Die Geschichte der Namensgeber des Preises ist bewegend: Am 17. November 1944 entdeckt der deutsche Wehrmachtsoffizier Wilm Hosenfeld den jüdischen Pianisten Wladysław Szpilman in dessen Versteck im Ghetto von Warschau. Er lässt ihn nicht erschießen und liefert ihn auch nicht der SS und der Gestapo aus, sondern versorgt ihn heimlich und rettet ihm das Leben. Hosenfeld selbst kommt nach dem Krieg in russische Gefangenschaft und von dort nicht mehr zurück, 1952 starb er in Wolgograd. Szpilmann arbeitete nach dem Krieg als Musiker weiter, er starb im Juli 2000 in Warschau.
Nach den beiden Männern ist heute der Hosenfeld-Szpilman-Preis benannt, mit dem herausragende Projekte der Erinnerungskultur ausgezeichnet werden. In diesem Jahr geht er an die polnische Organisation Borussia – Stiftung und Kulturgemeinschaft Olsztyn/Alleinstein.

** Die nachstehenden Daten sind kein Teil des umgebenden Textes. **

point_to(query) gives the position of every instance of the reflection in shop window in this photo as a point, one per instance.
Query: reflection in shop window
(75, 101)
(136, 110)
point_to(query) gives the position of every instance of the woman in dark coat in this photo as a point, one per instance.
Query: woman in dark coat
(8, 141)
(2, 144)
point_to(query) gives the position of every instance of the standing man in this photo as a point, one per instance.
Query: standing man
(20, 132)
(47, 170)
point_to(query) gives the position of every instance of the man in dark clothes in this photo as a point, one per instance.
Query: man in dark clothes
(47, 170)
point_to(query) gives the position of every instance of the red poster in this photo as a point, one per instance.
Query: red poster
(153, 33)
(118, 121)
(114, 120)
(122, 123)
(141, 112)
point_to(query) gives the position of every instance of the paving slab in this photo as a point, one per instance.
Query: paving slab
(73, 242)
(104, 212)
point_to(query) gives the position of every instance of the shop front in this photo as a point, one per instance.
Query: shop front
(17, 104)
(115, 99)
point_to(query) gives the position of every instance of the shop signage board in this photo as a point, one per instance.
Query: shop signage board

"Ich bin gleichermaßen froh und dankbar, dass wir heute den Hosenfeld-Szpilman-Preis an die Kulturgemeinschaft Borussia vergeben. Das kulturelle Erbe, das Sie pflegen, ist Basis der Werte, die uns tragen", würdigte Oberbürgermeisterin Claudia Kalisch die Arbeit der Borussia und betonte zugleich, es müsse neben einer Erinnerungskultur auch eine Kultur des Mahnens und Hinsehens geben.
Prof. Dr. Heike Düselder wies als Vorsitzende der Universitätsgesellschaft auf die Bedeutung der Stiftung hin. Sie binde insbesondere junge Menschen aus Polen und Deutschland in Projekte ein, die sowohl Wissen über die Geschichte vermitteln als auch demokratische Werte, Zivilcourage und Toleranz in der Gegenwart fördern.
In seiner Laudatio erinnerte Dr. Axel Smend, Sohn eines Lüneburger Widerstandskämpfers und Ehrenvorsitzender der "Stiftung 20. Juli 1944", auch an das Schicksal derjenigen, die sich den Nationalsozialisten widersetzten und diesen Einsatz, wie sein Vater, mit dem Leben bezahlten: "Sie haben ihren Handlungsspielraum, und war er noch so klein, genutzt." Smend sprach im Gegensatz dazu von der "Schuld der Unschuldigen", von denen, die zugesehen hätten mit der Einstellung: "Da kann man nichts machen."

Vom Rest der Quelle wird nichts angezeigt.